Friday, March 26, 2021

Jennifer (1978)

Seemingly inspired by Carrie (1976), AIP's 1978 release Jennifer is also reminiscent of Stanley, about a social misfit with power over snakes and even Willard (1971) (which Stanley is arguably an imitation of), the movie about a social misfit with an army of trained rats.  Here the title characted id teenaged girl from a backwoods religious background (sound familiar?) who is a scholarship student at an elite girls' school.  Naturally, she has trouble fitting in, constantly mocked and victimised by fellow students from wealthy backgrounds and resented by the headmistress.  Despite the presence of a sympathetic teacher and the friendship of some older girls on the swimming team, Jennifer finds herself on the receiving end of a relentless series of humiliating and cruel 'practical jokes' from her classmates.

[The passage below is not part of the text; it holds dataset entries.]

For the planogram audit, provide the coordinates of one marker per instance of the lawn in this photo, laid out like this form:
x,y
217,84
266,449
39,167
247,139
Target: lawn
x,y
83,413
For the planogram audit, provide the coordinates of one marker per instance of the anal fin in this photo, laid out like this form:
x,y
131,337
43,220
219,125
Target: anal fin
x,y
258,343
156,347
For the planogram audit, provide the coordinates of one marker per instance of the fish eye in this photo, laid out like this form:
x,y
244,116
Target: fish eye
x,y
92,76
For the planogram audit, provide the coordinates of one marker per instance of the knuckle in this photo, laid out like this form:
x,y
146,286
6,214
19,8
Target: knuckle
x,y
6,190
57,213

Of course, Jennifer isn't just any regular teen.  She has the 'power', as her hillbilly pet shop-owning father keeps telling her.  As a child, during evangelical church services, she could handle venomous snakes without being bitten - she had power over them.  At first she tries to reject this part of her past, but when the bullying reaches its crescendo, she inevitably invokes it again, in a climax that sees the bullies attacked by poisonous snakes, with one particularly unpleasant boy getting his head bitten off by a giant phantom snake.  Her chief tormentor perishes in a fiery car crash after the giant snake materialises in the back of the car she is trying to escape in.  As cheap exploitation knock offs go, Jennifer isn't a bad film, when judged on its own terms.   It has decent enough production values - even the giant snake heads don't look too bad - and benefits from a decent cast which includes Jeff Corey as Jennifer's father, Bert Convy as the sympathetic science teacher, John Gavin as the .Senator father of the main bully (he filmed this shortly before going into politics for real) and Nina Foch (who back in the forties had been the female lead in a number of horror films for Columbia, including Return of the Vampire and Cry of the Werewolf), as the headmistress.  Lisa Pelikan, playing the title role, gives a strong performance, never playing her character as too much of a victim, so her later turning of the tables doesn't seem out of character.  The film's big problem, though, is that for most of its running time it is simply a pretty standard school bullying drama, the horror and supernatural elements only really manifest in the last few minutes - despite being told that Jennifer has the 'power', we see no actual evidence of this until the climax.  Still, as I said, on its own terms, as a piece of low budget exploitation, Jennifer is perfectly enjoyable, although lacking in originality and completely predictable.